Using MLRun#

MLRun is an open MLOps platform for quickly building and managing continuous ML applications across their lifecycle. MLRun integrates into your development and CI/CD environment and automates the delivery of production data, ML pipelines, and online applications. MLRun significantly reduces engineering efforts, time to production, and computation resources. With MLRun, you can choose any IDE on your local machine or on the cloud. MLRun breaks the silos between data, ML, software, and DevOps/MLOps teams, enabling collaboration and fast continuous improvements.

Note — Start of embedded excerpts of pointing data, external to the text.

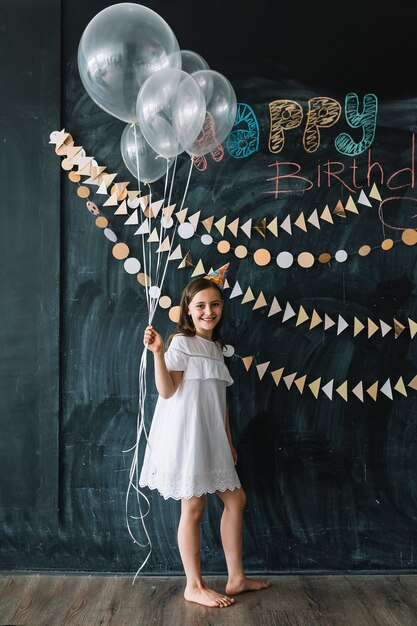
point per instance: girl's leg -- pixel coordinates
(192, 510)
(231, 529)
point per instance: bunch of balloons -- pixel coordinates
(131, 65)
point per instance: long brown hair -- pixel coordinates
(185, 325)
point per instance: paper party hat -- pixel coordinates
(218, 276)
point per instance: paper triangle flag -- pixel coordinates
(165, 245)
(275, 308)
(314, 219)
(326, 215)
(400, 387)
(315, 387)
(373, 390)
(199, 269)
(247, 362)
(372, 327)
(233, 226)
(341, 325)
(286, 225)
(328, 389)
(221, 225)
(342, 390)
(358, 391)
(398, 328)
(302, 316)
(186, 262)
(363, 199)
(300, 222)
(328, 322)
(247, 228)
(374, 193)
(289, 379)
(143, 228)
(288, 313)
(413, 327)
(176, 254)
(133, 220)
(236, 291)
(357, 326)
(260, 302)
(315, 319)
(218, 276)
(300, 382)
(262, 367)
(122, 210)
(273, 226)
(386, 389)
(276, 375)
(248, 296)
(385, 328)
(351, 206)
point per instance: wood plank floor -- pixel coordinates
(303, 600)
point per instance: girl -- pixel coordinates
(190, 451)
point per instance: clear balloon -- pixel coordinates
(119, 49)
(140, 158)
(221, 108)
(170, 110)
(192, 62)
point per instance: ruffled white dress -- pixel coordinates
(188, 453)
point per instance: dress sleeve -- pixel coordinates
(176, 358)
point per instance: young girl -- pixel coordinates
(190, 451)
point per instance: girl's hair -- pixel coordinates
(185, 326)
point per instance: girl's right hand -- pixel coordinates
(153, 340)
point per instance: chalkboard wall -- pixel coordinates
(330, 476)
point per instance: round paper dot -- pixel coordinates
(186, 230)
(154, 292)
(110, 234)
(341, 256)
(133, 203)
(206, 240)
(167, 223)
(285, 260)
(262, 257)
(74, 177)
(174, 314)
(409, 237)
(223, 246)
(387, 244)
(305, 259)
(364, 250)
(102, 222)
(144, 280)
(83, 191)
(325, 257)
(165, 302)
(120, 251)
(132, 265)
(241, 252)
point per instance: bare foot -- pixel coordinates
(239, 585)
(206, 596)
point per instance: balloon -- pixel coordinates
(192, 62)
(119, 49)
(221, 108)
(170, 109)
(151, 165)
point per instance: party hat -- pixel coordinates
(218, 276)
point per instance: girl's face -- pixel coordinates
(206, 310)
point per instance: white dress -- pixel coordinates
(188, 453)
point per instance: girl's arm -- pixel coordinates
(166, 381)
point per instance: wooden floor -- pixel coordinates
(305, 600)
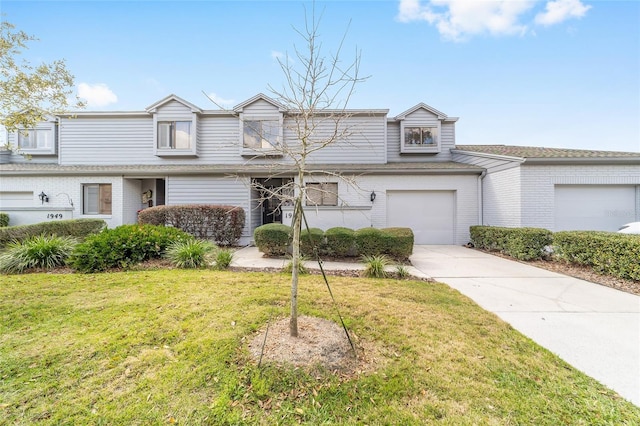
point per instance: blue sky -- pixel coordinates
(556, 73)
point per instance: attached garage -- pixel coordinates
(594, 207)
(430, 214)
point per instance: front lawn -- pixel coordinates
(163, 347)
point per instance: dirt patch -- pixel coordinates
(320, 343)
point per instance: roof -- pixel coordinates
(541, 154)
(32, 169)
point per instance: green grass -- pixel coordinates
(158, 347)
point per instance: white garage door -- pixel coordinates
(430, 214)
(594, 207)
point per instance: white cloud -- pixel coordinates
(561, 10)
(220, 101)
(459, 20)
(96, 95)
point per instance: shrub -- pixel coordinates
(340, 242)
(190, 254)
(36, 252)
(273, 239)
(222, 224)
(312, 242)
(370, 242)
(124, 246)
(223, 259)
(606, 252)
(399, 242)
(76, 228)
(519, 243)
(374, 266)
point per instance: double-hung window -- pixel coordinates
(39, 140)
(96, 198)
(261, 134)
(174, 135)
(322, 194)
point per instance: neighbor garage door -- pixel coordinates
(430, 214)
(594, 207)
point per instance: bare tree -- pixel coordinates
(315, 93)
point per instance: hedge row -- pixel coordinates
(606, 252)
(77, 228)
(275, 240)
(222, 224)
(519, 243)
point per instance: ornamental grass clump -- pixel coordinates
(39, 252)
(190, 254)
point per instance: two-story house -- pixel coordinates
(384, 171)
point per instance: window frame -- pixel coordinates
(264, 137)
(422, 129)
(101, 202)
(324, 192)
(171, 149)
(48, 128)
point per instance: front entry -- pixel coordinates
(270, 202)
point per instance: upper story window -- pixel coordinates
(39, 140)
(420, 139)
(175, 138)
(261, 134)
(420, 135)
(322, 194)
(174, 135)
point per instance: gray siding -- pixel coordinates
(109, 141)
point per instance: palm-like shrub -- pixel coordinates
(191, 253)
(223, 259)
(36, 252)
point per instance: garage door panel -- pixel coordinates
(430, 214)
(594, 207)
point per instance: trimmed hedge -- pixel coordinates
(273, 239)
(4, 219)
(77, 228)
(606, 252)
(340, 242)
(312, 240)
(222, 224)
(519, 243)
(124, 246)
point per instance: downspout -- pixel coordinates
(481, 197)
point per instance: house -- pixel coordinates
(386, 171)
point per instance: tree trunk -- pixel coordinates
(297, 226)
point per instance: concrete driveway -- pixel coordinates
(594, 328)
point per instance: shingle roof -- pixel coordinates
(148, 170)
(541, 152)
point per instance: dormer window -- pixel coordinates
(420, 135)
(174, 135)
(420, 139)
(40, 140)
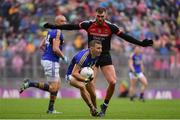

Get started with MLRun Tutorials and examples, Installation and setup guide, or read about Using MLRun.

This page explains how MLRun addresses the MLOps tasks and presents the MLRun core components.

MLOps tasks#

Project management and CI/CD automation
Ingest and process data
Develop and train models
Deploy models and apps
Monitor and alert

The MLOps development workflow section describes the different tasks and stages in detail. MLRun can be used to automate and orchestrate all the different tasks or just specific tasks (and integrate them with what you have already deployed).

Project management and CI/CD automation

In MLRun the assets, metadata, and services (data, functions, jobs, artifacts, models, secrets, etc.) are organized into projects. Projects can be imported/exported as a whole, mapped to git repositories or IDE projects (in PyCharm, VSCode, etc.), which enables versioning, collaboration, and CI/CD. Project access can be restricted to a set of users and roles. more…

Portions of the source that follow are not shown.